So I managed to avoid all but press accounts of the Couric-Palin interview for far too long, and when I finally sat down to watch it, I was impressed all over again about the Alaskan governor's ideas about global warming.
Just a month or so before being tapped as John McCain's vice presidential running mate, she said she didn't "attribute it to being man-made". Then, in her interview with Charles Gibson in mid-September, she unveiled her new talking point, that global warming may be caused, in part, by humans, but that what matters is that we do something about it, specifically: "cut down on pollution".
She more or less repeated that in her interview last week with Katie Couric. Here's what she said:
Couric: What's your position on global warming? Do you believe it's man-made or not?
Palin: Well, we're the only Arctic state, of course, Alaska. So we feel the impacts more than any other state, up there with the changes in the climate. And certainly, it is apparent. We have erosion issues. And we have melting sea ice, of course. So, what I've done up there is form a sub-cabinet to focus solely on climate change, understanding that it is real. And...
Couric: Is it man-made, though in your view?
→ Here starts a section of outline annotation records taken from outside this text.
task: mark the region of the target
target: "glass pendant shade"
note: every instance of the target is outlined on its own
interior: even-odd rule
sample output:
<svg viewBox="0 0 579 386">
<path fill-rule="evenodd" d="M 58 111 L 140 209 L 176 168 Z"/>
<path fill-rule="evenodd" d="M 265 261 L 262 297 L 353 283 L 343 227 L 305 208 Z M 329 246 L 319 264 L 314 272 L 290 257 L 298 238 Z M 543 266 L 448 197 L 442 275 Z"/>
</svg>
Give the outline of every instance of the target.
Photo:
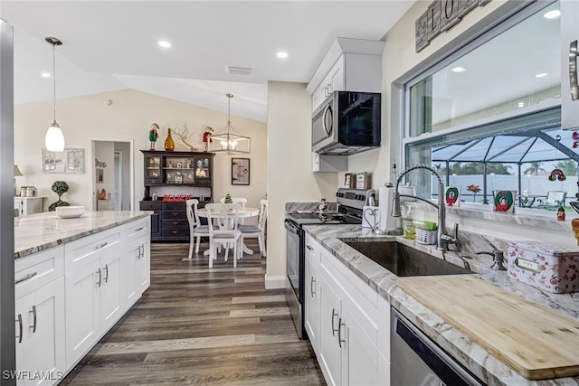
<svg viewBox="0 0 579 386">
<path fill-rule="evenodd" d="M 249 154 L 252 148 L 252 140 L 249 137 L 237 134 L 232 127 L 231 118 L 231 99 L 232 94 L 226 94 L 227 104 L 227 125 L 225 129 L 219 134 L 211 136 L 209 142 L 209 151 L 212 153 L 225 153 L 230 155 Z"/>
<path fill-rule="evenodd" d="M 64 151 L 64 136 L 61 127 L 58 126 L 56 121 L 46 130 L 46 136 L 44 137 L 44 146 L 49 152 L 62 152 Z"/>
</svg>

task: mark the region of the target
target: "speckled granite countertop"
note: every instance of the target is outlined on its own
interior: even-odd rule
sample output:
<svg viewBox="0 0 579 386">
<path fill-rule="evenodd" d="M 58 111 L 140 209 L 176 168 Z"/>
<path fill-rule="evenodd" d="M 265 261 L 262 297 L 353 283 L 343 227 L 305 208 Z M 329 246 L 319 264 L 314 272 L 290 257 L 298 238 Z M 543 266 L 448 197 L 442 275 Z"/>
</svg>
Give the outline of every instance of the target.
<svg viewBox="0 0 579 386">
<path fill-rule="evenodd" d="M 485 281 L 500 287 L 513 294 L 529 299 L 562 315 L 579 320 L 579 293 L 550 294 L 531 286 L 510 279 L 507 271 L 489 269 L 489 256 L 475 255 L 471 250 L 491 250 L 503 249 L 501 241 L 484 236 L 469 234 L 464 240 L 460 252 L 441 252 L 434 245 L 422 245 L 402 237 L 378 236 L 360 225 L 308 225 L 304 229 L 314 239 L 361 278 L 382 297 L 390 301 L 414 325 L 422 330 L 441 347 L 451 353 L 459 362 L 469 368 L 477 377 L 489 385 L 579 385 L 579 377 L 557 378 L 545 381 L 528 381 L 514 372 L 507 364 L 491 355 L 468 336 L 442 320 L 440 316 L 416 301 L 396 286 L 397 276 L 394 275 L 360 252 L 350 248 L 339 239 L 390 239 L 431 253 L 460 266 L 467 265 Z M 505 249 L 506 250 L 506 249 Z M 466 257 L 466 258 L 465 258 Z M 441 277 L 441 280 L 444 278 Z M 579 355 L 579 348 L 577 349 Z"/>
<path fill-rule="evenodd" d="M 134 220 L 150 211 L 87 212 L 77 219 L 61 219 L 55 212 L 14 218 L 14 258 L 56 247 Z"/>
</svg>

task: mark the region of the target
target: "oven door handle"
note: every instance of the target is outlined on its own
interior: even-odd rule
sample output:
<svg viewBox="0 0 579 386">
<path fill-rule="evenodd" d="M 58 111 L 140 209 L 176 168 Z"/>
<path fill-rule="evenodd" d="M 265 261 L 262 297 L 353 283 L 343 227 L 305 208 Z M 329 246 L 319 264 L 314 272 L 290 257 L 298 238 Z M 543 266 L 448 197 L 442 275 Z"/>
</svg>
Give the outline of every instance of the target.
<svg viewBox="0 0 579 386">
<path fill-rule="evenodd" d="M 290 221 L 286 220 L 283 222 L 283 226 L 286 229 L 286 231 L 288 231 L 289 232 L 294 233 L 294 234 L 299 234 L 299 230 L 298 228 L 296 228 L 296 226 L 290 222 Z"/>
</svg>

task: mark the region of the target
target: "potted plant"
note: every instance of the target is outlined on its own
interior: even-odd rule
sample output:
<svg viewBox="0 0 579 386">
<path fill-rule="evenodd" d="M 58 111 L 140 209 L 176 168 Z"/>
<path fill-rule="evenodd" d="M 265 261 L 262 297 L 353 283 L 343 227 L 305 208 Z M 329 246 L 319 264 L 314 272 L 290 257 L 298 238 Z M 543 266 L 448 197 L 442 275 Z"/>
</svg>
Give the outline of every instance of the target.
<svg viewBox="0 0 579 386">
<path fill-rule="evenodd" d="M 58 201 L 56 202 L 51 203 L 48 207 L 48 212 L 54 212 L 58 206 L 70 206 L 71 204 L 65 201 L 62 201 L 61 198 L 62 194 L 69 191 L 69 184 L 64 181 L 55 181 L 52 184 L 52 187 L 51 188 L 52 192 L 58 194 Z"/>
</svg>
Palin: You know there are -- there are man's activities that can be contributed to the issues that we're dealing with now, with these impacts. I'm not going to solely blame all of man's activities on changes in climate because the world's weather patterns are cyclical. And over history we have seen change there. But it kind of doesn't matter at this point, as we debate what caused it. The point is: it's real; we need to do something about it.
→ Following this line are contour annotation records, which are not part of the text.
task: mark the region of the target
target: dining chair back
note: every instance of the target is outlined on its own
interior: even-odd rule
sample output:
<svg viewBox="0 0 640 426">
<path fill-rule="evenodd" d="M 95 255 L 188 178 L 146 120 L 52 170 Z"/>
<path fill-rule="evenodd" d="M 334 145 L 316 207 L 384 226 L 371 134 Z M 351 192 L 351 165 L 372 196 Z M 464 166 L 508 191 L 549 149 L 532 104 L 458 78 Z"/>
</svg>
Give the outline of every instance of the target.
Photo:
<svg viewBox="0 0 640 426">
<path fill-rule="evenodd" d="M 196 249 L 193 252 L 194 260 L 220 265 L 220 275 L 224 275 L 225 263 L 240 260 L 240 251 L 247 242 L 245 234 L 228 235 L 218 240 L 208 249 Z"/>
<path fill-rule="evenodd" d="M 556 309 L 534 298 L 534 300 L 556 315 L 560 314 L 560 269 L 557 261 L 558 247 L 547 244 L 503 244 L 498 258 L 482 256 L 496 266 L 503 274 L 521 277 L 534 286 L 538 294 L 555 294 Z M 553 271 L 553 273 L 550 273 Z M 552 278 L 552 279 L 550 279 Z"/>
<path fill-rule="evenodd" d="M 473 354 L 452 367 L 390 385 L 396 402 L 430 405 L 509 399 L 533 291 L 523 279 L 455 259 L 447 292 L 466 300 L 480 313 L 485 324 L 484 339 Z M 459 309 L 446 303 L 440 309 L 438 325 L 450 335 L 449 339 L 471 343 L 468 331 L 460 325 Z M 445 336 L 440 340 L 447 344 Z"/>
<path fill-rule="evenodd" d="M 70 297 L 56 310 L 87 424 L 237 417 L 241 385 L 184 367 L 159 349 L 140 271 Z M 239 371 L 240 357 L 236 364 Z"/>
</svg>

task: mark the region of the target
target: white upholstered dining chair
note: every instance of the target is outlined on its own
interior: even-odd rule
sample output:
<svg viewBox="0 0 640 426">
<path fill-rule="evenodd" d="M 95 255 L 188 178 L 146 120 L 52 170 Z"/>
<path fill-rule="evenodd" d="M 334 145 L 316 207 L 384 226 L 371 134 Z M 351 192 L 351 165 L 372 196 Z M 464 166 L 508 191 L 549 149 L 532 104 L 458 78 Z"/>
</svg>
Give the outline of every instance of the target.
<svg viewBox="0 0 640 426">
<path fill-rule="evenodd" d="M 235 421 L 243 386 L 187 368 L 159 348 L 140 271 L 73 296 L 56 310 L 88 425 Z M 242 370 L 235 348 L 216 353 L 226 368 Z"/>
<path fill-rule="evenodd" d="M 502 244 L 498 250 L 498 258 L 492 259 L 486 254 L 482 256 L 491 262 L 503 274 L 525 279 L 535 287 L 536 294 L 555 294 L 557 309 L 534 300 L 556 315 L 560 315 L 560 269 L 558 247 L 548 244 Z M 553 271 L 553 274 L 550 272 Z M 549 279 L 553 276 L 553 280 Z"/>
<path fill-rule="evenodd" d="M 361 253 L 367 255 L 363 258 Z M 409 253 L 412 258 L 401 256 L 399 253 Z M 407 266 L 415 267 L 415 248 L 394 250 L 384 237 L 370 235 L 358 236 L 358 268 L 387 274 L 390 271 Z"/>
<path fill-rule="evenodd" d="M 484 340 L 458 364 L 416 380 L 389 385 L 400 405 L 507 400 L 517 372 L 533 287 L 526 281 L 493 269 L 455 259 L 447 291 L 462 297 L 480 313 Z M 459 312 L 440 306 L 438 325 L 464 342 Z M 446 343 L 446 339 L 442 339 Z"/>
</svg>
Transcript and video (the climate talk is around minute 5) from CBS.
Here's why it does matter what causes global warming: If we're causing it, we can solve it. If it's natural and cyclical, we can't. Believing that our influence on the climate is nonexistent, insignificant or uncertain is wrong, if you believe in science -- that is, if you believe in repeatedly testing a hypothesis with real-world experiments until scientists agree that they have defined a theory that explains the world and can't be disproven by further experiments.
Knowing that Palin would commit to "doing something" about climate change, despite apparent misgivings about what causes it is only marginally comforting, since it seems that her grasp of the underlying scientific argument is weak, and apparently influenced by the same sort of arguments that held up action on climate change for so long. Namely, the oil-company funded think-tank "experts" that advertised false controversy among climate scientists, when in fact a strong consensus had long ago emerged that global warming is real, it is largely caused by burning fossil fuels, and it will cause serious problems if left unabated.
Alaska is no stranger to oil-funded political influence; even if Palin has been celebrated as someone who can stand up to oil companies and corruption, she's also been a staunch supporter of increased fossil fuel exploitation.
It matters that you "get" the science, because leading the world in a response that is aggressive enough to meet the challenge requires it. McCain is much more clear-headed and well-spoken on this issue than his running mate, and we can expect that he holds the trump card on the issue. Still, global warming is one of those issues on which McCain has played maverick to GOP orthodoxy. Green voters could feel more comfort if is right-hand woman shared his passion.
We've had a president for eight years who campaigned on a promise to regulate carbon dioxide, only to rein in his campaign promise in the face of industry pressure masquerading as scientific controversy. Meanwhile, world emissions continue to rise, the Arctic is melting to an unprecedented degree, weird weather is breaking out during unexpected seasons and in unexpected places, and the scientific data keeps piling up that the worst-case scenarios are closer to real-time scenarios than anyone anticipated.